Back Up Files to OneDrive Using Rclone

04/08/2021

I have a couple of Linux servers which I'd like to have daily backup. OneDrive Business from the school provides a whopping 5TB space, which is ideal for backup. Of course I would like the backup process to be a) automatic - this can be done easily with a cron job, and b) efficient, meaning only new and changed files will be transferred, and this is where Rclone comes in.

I'm a long-time user of rsync, which synchronizes files between different computers. Rclone is basically rsync for cloud services. As you can see on their website, they support 40+ cloud storage services like OneDrive, Google Drive, Dropbox and so on, plus many standard file transfer protocols like SFTP. Rclone has very good documentation, so it's easy to set it up just by following their instructions step by step. I did run into two problems, but both are because of OneDrive, not Rclone.

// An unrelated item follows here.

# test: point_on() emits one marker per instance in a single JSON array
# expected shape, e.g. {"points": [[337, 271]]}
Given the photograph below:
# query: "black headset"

1. Copying large numbers of files to OneDrive Business takes forever.

Initially I tried to rclone CSNS files to OneDrive but eventually gave up. CSNS has over 760K files with a total size of over 330GB. The problem is that OneDrive Business will constantly throttle the upload speed, so uploading all those files will probably take weeks if not longer. I gave up after a few days and just put the backup of the old CSNS files on a school server. I updated CSNS so the new files are stored in a separate folder, and daily backup of this folder to OneDrive works fine.

2. Access token cannot be refreshed automatically on a headless server.

OneDrive Business uses OAuth 2 to authenticate clients (a Rclone setup would be a "client" of the OneDrive service), and the access token will need to be refreshed at some point. The problem is that OneDrive seems to be intended for end users, so it requires a browser to get a new token. The rclone config command gives good prompts, so it's not difficult to get a new token manually then copy&paste it to the rclone configuration on a server, but it's an annoyance nonetheless. Fortunately an access token seems to have a reasonably long life time (at least a couple of weeks I think), so I don't have to do this too frequently.